Pemerintahan Daerah sendiri merupakan penyelenggaraan urusan pemerintahan oleh Pemerintah Daerah (Pemda) bersama Dewan Perwakilan Rakyat Daerah (DPRD) berdasarkan asas otonomi daerah dan tugas pembantuan, dengan menerapkan prinsip otonomi seluas-luasnya dalam kerangka sistem pemerintahan.

LKPJ merupakan laporan yang disampaikan oleh kepala daerah kepada DPRD sebagai bentuk pertanggungjawaban atas pelaksanaan program dan kegiatan selama periode tertentu. Laporan ini umumnya berisi uraian mengenai kegiatan yang telah dilaksanakan, tanpa secara mendalam menggambarkan tingkat keberhasilan pencapaian sasaran pemerintah daerah.

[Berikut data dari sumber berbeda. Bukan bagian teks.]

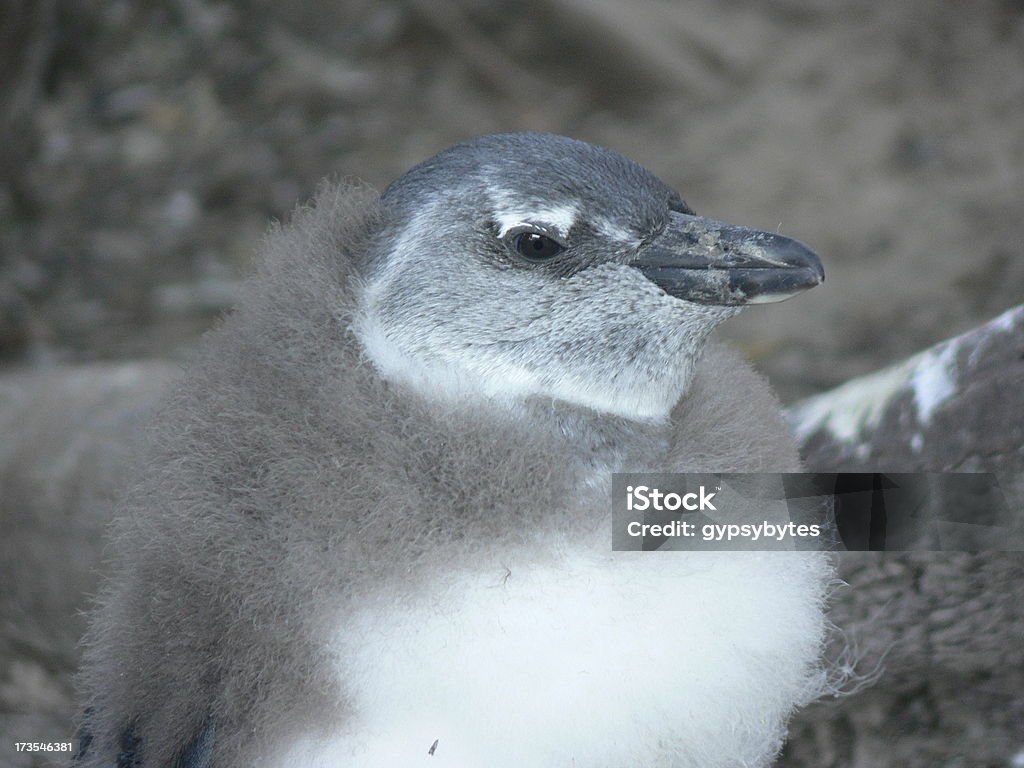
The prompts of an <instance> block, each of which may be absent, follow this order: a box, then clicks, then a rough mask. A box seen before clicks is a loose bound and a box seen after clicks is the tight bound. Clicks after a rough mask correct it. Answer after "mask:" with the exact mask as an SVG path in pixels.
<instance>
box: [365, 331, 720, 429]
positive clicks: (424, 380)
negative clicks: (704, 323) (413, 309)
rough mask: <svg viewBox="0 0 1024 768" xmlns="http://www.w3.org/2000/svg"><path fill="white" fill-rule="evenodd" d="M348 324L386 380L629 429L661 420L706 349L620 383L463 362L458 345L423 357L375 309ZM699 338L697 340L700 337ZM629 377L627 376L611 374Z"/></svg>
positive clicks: (670, 411) (701, 345)
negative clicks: (385, 327)
mask: <svg viewBox="0 0 1024 768" xmlns="http://www.w3.org/2000/svg"><path fill="white" fill-rule="evenodd" d="M352 331H353V333H354V336H355V337H356V339H358V342H359V344H360V346H361V348H362V353H364V355H365V357H366V358H367V359H368V360H369V361H370V364H371V365H372V366H373V368H374V369H375V371H376V372H377V374H378V375H379V376H380V377H381V379H383V380H384V381H386V382H388V383H389V384H392V385H395V386H399V387H401V388H403V389H406V390H407V391H410V392H412V393H413V394H415V395H416V396H418V397H420V398H422V399H424V400H426V401H428V402H431V403H434V404H436V406H437V407H440V408H444V409H455V410H459V409H472V410H479V409H481V408H482V409H484V410H493V411H496V412H499V413H504V414H508V413H516V414H525V413H529V414H532V415H535V416H536V415H538V414H541V413H545V412H546V411H548V412H550V413H551V414H558V415H559V416H558V417H557V418H559V419H562V420H565V421H566V423H569V422H571V423H573V424H577V425H579V426H578V427H572V429H577V428H580V429H582V428H583V425H585V424H588V423H592V424H593V425H594V426H595V427H596V426H597V425H599V424H600V423H601V422H603V421H605V420H609V419H610V420H611V421H612V422H614V423H623V424H627V423H628V424H629V425H630V427H631V429H635V430H637V429H639V430H647V431H650V430H653V431H657V430H658V429H660V428H663V427H666V426H667V425H668V424H669V422H670V418H671V414H672V411H673V409H674V408H675V406H676V403H677V402H679V400H680V399H681V398H682V397H683V396H684V395H685V393H686V391H687V390H688V389H689V386H690V384H691V383H692V381H693V378H694V375H695V371H696V367H697V364H698V361H699V358H700V354H701V352H702V349H703V344H702V343H701V344H699V345H698V346H697V347H696V348H695V349H692V350H690V352H691V354H687V355H685V356H682V357H681V358H679V359H677V360H674V361H673V364H674V365H672V366H671V371H670V370H668V369H666V370H663V371H660V372H658V374H657V375H658V376H659V377H660V378H662V381H660V382H647V381H645V380H643V379H642V378H641V377H639V376H637V377H633V379H634V380H635V382H636V385H635V386H626V387H624V386H622V385H617V386H616V385H615V384H612V383H610V382H609V383H607V385H606V386H605V385H604V383H603V382H601V381H599V380H595V379H593V378H591V379H585V378H580V377H577V376H573V375H572V374H571V373H566V374H565V375H563V376H561V377H559V378H557V379H555V380H554V381H552V380H542V379H541V377H540V376H538V375H537V374H536V373H534V372H531V371H528V370H524V369H522V368H519V367H515V366H511V365H502V364H500V362H496V365H494V366H492V367H480V366H477V365H472V362H473V361H470V362H471V365H463V362H464V361H463V360H461V359H460V357H459V354H458V352H457V351H453V350H447V351H446V352H445V355H444V356H440V355H438V356H437V357H436V358H430V359H423V358H422V356H421V355H417V354H415V353H411V352H410V351H409V350H406V349H404V348H403V347H402V345H401V344H400V342H398V341H396V340H395V339H393V338H390V337H389V336H388V334H387V333H386V332H385V330H384V329H383V328H382V327H381V325H380V324H379V323H378V322H376V321H375V318H374V316H373V313H372V312H368V311H364V312H361V313H360V314H359V315H358V316H357V317H356V318H355V321H354V322H353V324H352ZM701 341H702V340H701ZM616 378H622V379H629V377H616Z"/></svg>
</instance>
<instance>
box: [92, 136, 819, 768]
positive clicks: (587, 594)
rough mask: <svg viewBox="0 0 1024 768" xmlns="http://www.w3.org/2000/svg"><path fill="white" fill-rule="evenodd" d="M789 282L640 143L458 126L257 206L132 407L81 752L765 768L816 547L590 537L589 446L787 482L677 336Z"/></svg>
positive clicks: (112, 762)
mask: <svg viewBox="0 0 1024 768" xmlns="http://www.w3.org/2000/svg"><path fill="white" fill-rule="evenodd" d="M820 280H821V267H820V263H819V262H818V261H817V259H816V257H815V256H814V255H813V254H812V253H811V252H810V251H808V250H807V249H806V248H805V247H803V246H802V245H800V244H799V243H796V242H795V241H792V240H787V239H785V238H782V237H780V236H777V234H772V233H767V232H759V231H755V230H750V229H745V228H741V227H734V226H730V225H727V224H723V223H721V222H717V221H714V220H710V219H705V218H700V217H697V216H696V215H695V214H694V213H693V211H692V210H690V209H689V208H688V207H687V205H686V204H685V203H684V202H683V200H682V199H681V198H680V197H679V195H678V194H677V193H675V191H674V190H672V189H671V188H670V187H668V186H667V185H666V184H664V183H663V182H662V181H659V180H658V179H657V178H656V177H655V176H653V175H652V174H651V173H649V172H648V171H646V170H644V169H643V168H641V167H640V166H638V165H636V164H635V163H632V162H631V161H629V160H626V159H625V158H622V157H621V156H618V155H616V154H614V153H611V152H608V151H606V150H602V148H599V147H596V146H593V145H590V144H587V143H584V142H581V141H574V140H571V139H568V138H563V137H559V136H552V135H546V134H505V135H496V136H486V137H482V138H478V139H474V140H471V141H467V142H465V143H462V144H459V145H457V146H455V147H453V148H451V150H447V151H446V152H443V153H441V154H440V155H438V156H436V157H434V158H432V159H431V160H428V161H426V162H425V163H423V164H422V165H420V166H417V167H416V168H414V169H413V170H412V171H410V172H409V173H408V174H406V175H404V176H402V177H401V178H399V179H398V180H397V181H395V182H394V183H392V184H391V185H390V186H389V187H388V188H387V189H386V190H385V191H384V194H383V195H381V196H380V197H379V198H378V197H377V196H376V195H375V194H373V193H372V191H371V190H368V189H366V188H364V187H359V186H350V185H349V186H346V185H328V186H326V187H324V188H323V189H322V190H321V193H319V195H318V196H317V198H316V201H315V203H314V204H313V205H312V206H311V207H308V208H306V209H303V210H300V211H299V212H298V213H297V214H296V215H295V217H294V220H293V221H292V223H291V224H290V225H289V226H287V227H279V228H276V229H275V230H274V231H273V232H272V233H271V236H270V237H269V238H268V239H267V241H266V243H265V244H264V247H263V254H262V259H261V261H260V266H259V268H258V270H257V272H256V274H255V275H254V276H253V278H252V279H251V280H250V281H249V283H248V284H247V287H246V290H245V293H244V296H243V300H242V302H241V305H240V307H239V308H238V310H237V311H236V312H234V313H233V314H232V315H230V316H229V317H228V318H227V319H226V321H225V322H224V323H223V324H222V326H221V327H220V328H219V329H218V330H216V331H215V332H213V333H212V334H211V335H209V336H208V337H207V338H206V340H205V342H204V344H203V345H202V349H201V350H200V351H199V353H198V355H197V357H196V359H195V360H194V362H193V364H191V366H190V369H189V372H188V375H187V376H186V378H185V381H184V383H183V384H182V385H181V387H180V389H179V390H178V391H177V392H176V394H175V395H174V396H173V397H172V398H171V400H170V401H169V402H168V403H167V406H166V407H165V409H164V411H163V413H162V415H161V416H160V418H159V421H158V424H157V426H156V428H155V433H154V434H155V438H154V443H153V446H152V450H151V452H150V456H148V457H147V460H146V467H147V468H146V470H145V472H144V473H143V474H142V476H141V477H140V479H139V481H138V483H137V484H136V486H135V487H134V489H133V490H132V493H131V494H130V497H129V501H128V503H127V504H126V506H125V509H124V510H123V511H122V514H121V515H120V518H119V521H118V523H117V526H116V536H115V545H114V547H115V553H116V557H115V561H114V564H113V570H112V573H111V575H110V579H109V583H108V587H106V588H105V590H104V591H103V593H102V595H101V597H100V599H99V601H98V606H97V608H96V610H95V612H94V614H93V617H92V625H91V631H90V634H89V636H88V639H87V645H86V662H85V665H84V669H83V672H82V675H81V685H82V689H83V693H84V697H83V705H84V713H85V714H84V716H83V724H82V733H83V738H82V744H83V746H82V750H81V754H80V756H79V758H78V764H79V765H81V766H114V765H116V766H118V768H127V767H129V766H135V767H141V766H166V765H179V766H188V768H202V767H205V766H217V768H233V767H241V766H282V767H284V766H324V767H327V766H332V767H334V766H357V767H359V768H395V767H396V766H415V765H429V766H436V767H437V768H440V767H443V766H458V767H459V768H483V767H484V766H486V768H501V767H504V766H509V767H511V766H517V767H519V766H536V767H537V768H541V767H545V768H547V767H548V766H564V768H569V767H570V766H579V767H580V768H597V767H599V766H608V767H610V766H627V765H629V766H645V767H654V766H658V767H659V766H694V767H695V766H701V767H702V768H709V767H712V768H713V767H715V766H739V765H743V766H763V765H766V764H768V763H769V762H770V761H771V760H772V758H773V757H774V756H775V755H776V754H777V752H778V750H779V748H780V744H781V740H782V738H783V736H784V732H785V724H786V721H787V719H788V717H790V715H791V713H792V712H793V710H794V708H795V707H797V706H799V705H800V703H802V702H805V701H808V700H810V699H812V698H814V697H815V696H816V695H818V694H819V693H820V692H821V690H822V689H823V685H824V670H823V669H822V666H821V664H820V648H821V644H822V640H823V637H824V634H825V627H826V622H825V618H824V615H823V601H824V595H825V591H826V589H827V585H828V582H829V580H830V577H831V566H830V562H829V560H828V559H827V557H826V555H824V554H823V553H816V552H774V553H754V552H741V553H740V552H723V553H714V552H692V553H675V554H651V553H646V554H645V553H633V552H611V551H610V510H609V505H608V499H609V498H610V497H609V495H610V480H611V472H613V471H626V470H630V471H655V470H656V471H688V472H695V471H714V472H729V471H796V470H799V467H800V464H799V460H798V458H797V453H796V449H795V446H794V443H793V440H792V439H791V437H790V436H788V434H787V433H786V430H785V427H784V425H783V423H782V420H781V417H780V409H779V406H778V402H777V401H776V399H775V398H774V396H773V395H772V393H771V392H770V390H769V389H768V387H767V385H766V384H765V382H764V381H763V380H762V379H761V378H760V377H758V376H757V375H756V374H755V373H754V372H753V371H751V369H750V368H749V367H748V366H746V365H745V364H743V362H742V361H741V360H740V359H739V358H738V357H737V356H736V355H735V354H733V353H731V352H730V351H728V350H727V349H724V348H721V347H719V346H717V345H714V344H709V343H707V338H708V335H709V334H710V332H711V331H712V330H713V329H714V328H715V326H717V325H718V324H719V323H720V322H722V321H723V319H725V318H727V317H729V316H731V315H733V314H735V313H736V312H737V311H738V310H739V308H740V307H741V306H742V305H743V304H746V303H752V302H758V301H767V300H779V299H781V298H785V297H788V296H791V295H794V294H795V293H798V292H799V291H801V290H803V289H806V288H810V287H812V286H814V285H816V284H817V283H819V282H820Z"/></svg>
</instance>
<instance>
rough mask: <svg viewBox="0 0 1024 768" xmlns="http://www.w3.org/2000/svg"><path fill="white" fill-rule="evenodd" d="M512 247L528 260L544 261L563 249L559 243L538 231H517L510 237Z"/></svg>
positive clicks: (562, 249)
mask: <svg viewBox="0 0 1024 768" xmlns="http://www.w3.org/2000/svg"><path fill="white" fill-rule="evenodd" d="M512 247H513V248H515V250H516V253H518V254H519V255H520V256H522V257H523V258H524V259H529V260H530V261H544V260H546V259H550V258H551V257H552V256H557V255H558V254H560V253H561V252H562V251H563V250H564V249H563V248H562V246H561V244H560V243H558V242H557V241H554V240H552V239H551V238H549V237H547V236H545V234H541V233H540V232H519V234H517V236H515V238H513V239H512Z"/></svg>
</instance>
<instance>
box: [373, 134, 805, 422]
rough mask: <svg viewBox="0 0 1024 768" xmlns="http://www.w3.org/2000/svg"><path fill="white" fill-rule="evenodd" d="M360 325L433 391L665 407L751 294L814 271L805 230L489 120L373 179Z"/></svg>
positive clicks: (391, 370)
mask: <svg viewBox="0 0 1024 768" xmlns="http://www.w3.org/2000/svg"><path fill="white" fill-rule="evenodd" d="M381 203H382V204H383V207H384V209H385V221H386V223H385V224H384V226H383V227H382V230H381V232H380V233H379V237H378V238H377V239H376V242H375V244H374V246H373V247H372V248H371V253H370V254H369V255H368V258H367V262H366V264H365V265H364V266H365V269H364V274H362V283H361V286H362V294H361V299H360V309H359V312H358V315H357V317H356V319H355V324H354V328H355V330H356V333H357V335H358V336H359V338H360V340H361V342H362V344H364V346H365V349H366V351H367V354H368V356H369V357H370V358H371V360H372V361H373V362H374V365H375V366H376V367H377V369H378V371H379V372H380V373H381V375H382V376H383V377H384V378H385V379H387V380H390V381H393V382H395V383H401V384H404V385H408V386H410V387H412V388H414V389H415V390H417V391H419V392H420V393H421V394H423V395H424V396H426V397H429V398H435V399H453V400H457V401H466V400H479V399H480V398H483V399H487V400H497V401H509V400H512V401H514V400H523V399H526V398H529V397H544V398H552V399H556V400H562V401H566V402H568V403H571V404H574V406H578V407H583V408H587V409H591V410H594V411H597V412H600V413H605V414H612V415H616V416H621V417H625V418H629V419H634V420H662V419H665V418H667V417H668V414H669V413H670V412H671V410H672V408H673V406H674V404H675V403H676V402H677V401H678V400H679V398H680V397H681V396H682V395H683V393H684V392H685V391H686V389H687V387H688V386H689V382H690V381H691V379H692V375H693V371H694V368H695V366H696V362H697V360H698V359H699V355H700V352H701V350H702V348H703V345H705V341H706V339H707V337H708V335H709V334H710V333H711V331H712V330H713V329H714V328H715V327H716V326H717V325H718V324H719V323H721V322H722V321H724V319H726V318H728V317H730V316H732V315H734V314H736V313H737V312H738V311H739V310H740V308H741V306H742V305H744V304H748V303H755V302H765V301H779V300H781V299H784V298H788V297H790V296H792V295H794V294H795V293H798V292H800V291H802V290H804V289H806V288H810V287H812V286H814V285H817V284H818V283H820V282H821V280H822V271H821V265H820V262H819V261H818V260H817V257H816V256H814V254H813V253H811V252H810V251H809V250H808V249H807V248H806V247H804V246H803V245H801V244H799V243H797V242H796V241H793V240H790V239H787V238H782V237H781V236H778V234H774V233H771V232H762V231H757V230H753V229H746V228H743V227H736V226H730V225H727V224H723V223H722V222H718V221H714V220H711V219H706V218H701V217H697V216H696V215H695V214H694V213H693V211H692V210H691V209H690V208H689V207H688V206H687V205H686V203H685V202H684V201H683V199H682V198H681V197H680V196H679V194H678V193H676V191H675V190H674V189H672V188H671V187H669V186H668V185H666V184H665V183H664V182H663V181H660V180H659V179H658V178H657V177H656V176H654V175H653V174H652V173H650V172H649V171H647V170H646V169H644V168H642V167H641V166H639V165H637V164H636V163H634V162H632V161H630V160H628V159H626V158H624V157H622V156H620V155H617V154H615V153H613V152H610V151H608V150H604V148H601V147H598V146H594V145H592V144H588V143H586V142H583V141H578V140H573V139H569V138H565V137H562V136H555V135H549V134H539V133H517V134H499V135H492V136H483V137H480V138H476V139H472V140H469V141H466V142H464V143H461V144H457V145H456V146H453V147H451V148H449V150H446V151H444V152H442V153H440V154H439V155H436V156H435V157H433V158H431V159H430V160H427V161H426V162H424V163H422V164H421V165H419V166H416V167H415V168H413V169H412V170H411V171H409V172H408V173H407V174H406V175H403V176H401V177H400V178H398V179H397V180H396V181H394V182H393V183H392V184H391V185H390V186H388V188H387V189H385V191H384V194H383V195H382V196H381Z"/></svg>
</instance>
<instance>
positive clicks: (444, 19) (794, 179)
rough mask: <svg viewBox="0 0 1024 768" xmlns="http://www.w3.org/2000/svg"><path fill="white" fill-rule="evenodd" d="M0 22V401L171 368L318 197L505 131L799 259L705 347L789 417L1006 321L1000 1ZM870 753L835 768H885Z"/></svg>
mask: <svg viewBox="0 0 1024 768" xmlns="http://www.w3.org/2000/svg"><path fill="white" fill-rule="evenodd" d="M0 13H2V16H0V18H2V23H0V132H2V136H0V138H2V141H0V372H3V371H14V370H17V369H26V368H40V367H45V366H49V365H53V364H54V362H61V361H94V360H125V359H135V358H139V357H161V358H170V359H177V358H180V357H181V356H183V355H184V354H186V353H187V350H188V349H189V348H190V346H191V345H193V343H194V342H195V340H196V338H197V337H198V335H199V334H200V333H202V331H203V330H205V329H206V328H207V327H209V325H210V324H211V323H212V322H213V319H214V318H215V317H216V316H217V315H218V314H219V313H221V312H223V311H224V310H225V309H226V308H228V307H229V306H230V305H231V303H232V301H233V299H234V297H236V295H237V289H238V281H239V278H240V275H241V274H243V273H244V272H245V270H246V268H247V264H248V260H249V258H250V254H251V252H252V250H253V248H254V246H255V244H256V243H258V241H259V239H260V238H261V236H262V232H263V231H264V229H265V227H266V225H267V221H268V220H270V219H275V218H276V219H280V218H285V217H287V216H288V214H289V211H290V210H291V209H292V208H293V206H294V205H295V204H296V203H297V202H299V201H301V200H303V199H305V198H307V197H309V196H310V195H311V193H312V191H313V189H314V188H315V185H316V183H317V181H318V180H319V179H321V178H323V177H324V176H326V175H351V176H358V177H360V178H362V179H365V180H367V181H369V182H371V183H373V184H375V185H377V186H383V185H384V184H386V183H387V182H388V181H389V180H391V179H392V178H394V177H395V176H397V175H399V174H400V173H401V172H402V171H403V170H404V169H407V168H408V167H410V166H411V165H413V164H414V163H416V162H418V161H420V160H423V159H424V158H426V157H428V156H429V155H431V154H433V153H434V152H436V151H437V150H440V148H442V147H444V146H446V145H449V144H451V143H453V142H455V141H457V140H459V139H462V138H465V137H468V136H472V135H475V134H479V133H486V132H493V131H505V130H525V129H529V130H547V131H554V132H559V133H566V134H569V135H572V136H575V137H579V138H583V139H587V140H590V141H593V142H596V143H600V144H604V145H606V146H609V147H611V148H614V150H616V151H620V152H622V153H623V154H625V155H627V156H630V157H632V158H634V159H636V160H638V161H639V162H641V163H642V164H644V165H646V166H647V167H648V168H650V169H651V170H653V171H654V172H656V173H657V174H658V175H660V176H662V177H663V178H664V179H665V180H667V181H668V182H670V183H672V184H674V185H675V186H677V188H678V189H679V190H680V191H681V193H682V194H683V196H684V198H686V200H687V202H688V203H689V204H690V205H691V206H692V207H693V208H695V209H696V211H697V212H698V213H701V214H705V215H709V216H713V217H715V218H719V219H723V220H727V221H731V222H735V223H742V224H749V225H753V226H759V227H763V228H769V229H778V230H780V231H782V232H783V233H785V234H788V236H792V237H796V238H798V239H800V240H803V241H805V242H806V243H808V244H809V245H811V246H812V247H813V248H814V249H815V250H816V251H817V252H818V253H819V254H820V255H821V257H822V260H823V262H824V264H825V270H826V275H827V276H826V282H825V284H824V285H823V286H822V287H820V288H818V289H815V290H814V291H812V292H810V293H809V294H807V295H805V296H801V297H799V298H798V299H795V300H794V301H791V302H787V303H785V304H782V305H773V306H767V307H755V308H753V309H751V310H749V311H748V312H746V313H745V314H744V315H743V316H741V317H739V318H738V319H736V321H733V322H731V323H730V324H729V325H728V327H727V328H726V329H725V330H724V332H723V333H724V334H725V335H726V336H727V337H729V338H731V339H733V340H734V341H736V342H737V343H738V344H739V345H740V347H741V348H742V350H743V351H744V352H745V353H746V354H748V356H749V357H751V359H752V360H754V361H755V364H756V365H757V366H758V367H759V368H760V369H761V370H762V371H763V372H765V373H766V374H767V375H768V376H769V377H770V379H771V380H772V382H773V383H774V385H775V386H776V388H777V389H778V390H779V392H780V394H781V395H782V397H783V399H785V400H786V401H793V400H795V399H798V398H800V397H802V396H805V395H808V394H811V393H814V392H817V391H820V390H822V389H826V388H828V387H830V386H834V385H836V384H838V383H840V382H843V381H845V380H847V379H849V378H851V377H853V376H856V375H858V374H862V373H866V372H868V371H871V370H874V369H877V368H879V367H881V366H883V365H886V364H888V362H891V361H894V360H898V359H900V358H902V357H904V356H906V355H907V354H909V353H911V352H913V351H916V350H919V349H922V348H924V347H925V346H927V345H929V344H931V343H934V342H936V341H939V340H941V339H944V338H946V337H948V336H951V335H953V334H955V333H959V332H963V331H965V330H967V329H970V328H972V327H974V326H976V325H978V324H980V323H982V322H984V321H986V319H988V318H989V317H991V316H993V315H995V314H996V313H998V312H999V311H1000V310H1002V309H1006V308H1008V307H1010V306H1013V305H1015V304H1018V303H1021V302H1022V301H1024V215H1022V213H1024V3H1022V2H1020V0H976V1H973V2H958V3H953V2H940V1H939V0H906V1H904V2H898V3H897V2H884V1H883V0H877V1H873V2H872V1H870V0H833V1H831V2H829V1H827V0H760V1H759V0H720V1H718V2H715V1H714V0H692V1H687V2H682V1H680V2H670V0H633V1H632V2H630V3H625V2H614V0H541V2H532V3H527V2H524V0H508V1H507V2H502V1H501V0H331V2H327V1H326V0H311V1H310V2H306V3H301V4H300V3H280V2H278V3H271V2H268V0H231V1H229V2H227V1H225V2H216V1H214V0H4V1H3V2H2V4H0ZM865 717H866V716H865ZM923 717H924V716H923ZM1019 743H1020V749H1022V750H1024V727H1022V729H1021V734H1020V739H1019ZM880 749H881V748H880ZM805 753H808V754H812V755H813V754H817V755H819V756H820V755H822V754H823V753H822V752H821V751H820V750H817V749H810V748H804V749H803V751H798V752H797V753H796V754H798V755H803V754H805ZM860 754H861V756H862V761H861V762H849V761H848V760H847V758H843V757H842V756H840V757H835V759H833V758H829V762H827V764H829V765H854V764H856V765H865V766H866V765H872V764H873V765H880V764H883V763H880V762H878V760H879V759H881V758H879V757H878V756H879V755H880V754H881V753H878V752H870V751H868V752H867V753H863V752H862V753H860ZM863 755H869V756H874V757H873V758H866V757H863ZM793 759H794V760H796V758H793ZM1010 759H1011V758H1010V757H1008V758H1007V760H1008V761H1009V760H1010ZM1020 759H1021V760H1024V757H1021V758H1020ZM872 760H874V761H876V762H873V763H872V762H871V761H872ZM965 760H966V762H964V761H962V762H955V763H954V762H949V763H947V764H948V765H954V764H955V765H981V764H982V763H973V762H971V760H970V759H965ZM844 761H846V762H844ZM800 764H802V765H803V764H806V765H814V764H815V763H814V762H813V757H812V758H810V759H808V762H806V763H803V762H802V763H800ZM821 764H822V765H824V764H826V763H821ZM886 764H888V763H886ZM990 764H991V765H1002V764H1004V763H987V762H986V763H984V765H990ZM1005 765H1010V763H1009V762H1008V763H1005ZM1014 765H1018V764H1017V763H1014Z"/></svg>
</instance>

Sementara itu, administrasi diartikan sebagai rangkaian kegiatan penataan terhadap pekerjaan utama yang dilakukan secara bersama-sama untuk mencapai tujuan tertentu. Berdasarkan Undang-Undang Nomor 23 Tahun 2014 tentang Pemerintahan Daerah, khususnya Pasal 69 ayat (1), kepala daerah wajib menyampaikan Laporan Penyelenggaraan Pemerintahan Daerah (LPPD). Laporan ini harus memuat capaian kinerja atau realisasi program yang telah direncanakan pada awal periode, disertai dengan dokumen pendukung yang dapat membuktikan pencapaian tersebut.

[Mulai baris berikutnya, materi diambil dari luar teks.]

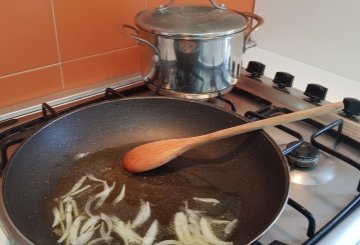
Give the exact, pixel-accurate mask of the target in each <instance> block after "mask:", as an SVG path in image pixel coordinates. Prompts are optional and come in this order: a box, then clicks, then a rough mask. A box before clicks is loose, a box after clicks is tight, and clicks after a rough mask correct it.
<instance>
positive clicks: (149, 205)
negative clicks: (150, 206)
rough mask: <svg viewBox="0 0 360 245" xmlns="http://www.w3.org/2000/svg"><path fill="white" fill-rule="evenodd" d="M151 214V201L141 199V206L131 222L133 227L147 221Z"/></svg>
mask: <svg viewBox="0 0 360 245" xmlns="http://www.w3.org/2000/svg"><path fill="white" fill-rule="evenodd" d="M150 216H151V209H150V203H149V202H144V201H142V200H141V206H140V210H139V212H138V214H137V215H136V217H135V219H134V221H133V222H132V224H131V228H136V227H138V226H141V225H142V224H143V223H145V222H146V221H147V220H148V219H149V218H150Z"/></svg>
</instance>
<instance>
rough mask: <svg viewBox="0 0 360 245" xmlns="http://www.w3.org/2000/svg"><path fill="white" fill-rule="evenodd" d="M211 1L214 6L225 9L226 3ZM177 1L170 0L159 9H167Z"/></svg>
mask: <svg viewBox="0 0 360 245" xmlns="http://www.w3.org/2000/svg"><path fill="white" fill-rule="evenodd" d="M209 1H210V3H211V4H212V6H214V8H217V9H223V10H225V9H226V7H225V4H223V3H221V4H217V3H216V0H209ZM174 3H175V0H170V2H169V3H168V4H166V5H160V7H159V8H158V9H159V10H166V9H167V8H169V7H171V6H172V5H173V4H174Z"/></svg>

Mengacu pada Peraturan Pemerintah Nomor 3 Tahun 2007, LKPJ akhir tahun anggaran wajib disampaikan kepada DPRD paling lambat 3 (tiga) bulan setelah tahun anggaran berakhir. Selain itu, LPPD juga disampaikan kepada pemerintah pusat serta diinformasikan kepada masyarakat sebagai bentuk transparansi.

Materi Pelatihan:

  • Ruang lingkup penyusunan LKPJ dan LPPD
  • Sumber data dan indikator penilaian dalam penyusunan LKPJ
  • LKPJ akhir tahun anggaran dan LKPJ akhir masa jabatan
  • Prinsip penyusunan LPPD: akurat, akuntabel, dan dapat diaudit
  • Indikator Kinerja Kunci (IKK) dalam LPPD
  • Ringkasan pelaksanaan urusan desentralisasi
  • Pelaksanaan tugas pembantuan dan tugas umum pemerintahan

Target Pelatihan:

  • Peserta mampu menyusun laporan secara lebih sistematis dan terstruktur
  • Peserta mampu menyajikan data yang dapat digunakan sebagai indikator kinerja pemerintah daerah

Durasi Pelatihan:
Pelatihan dilaksanakan selama 3 (tiga) hari.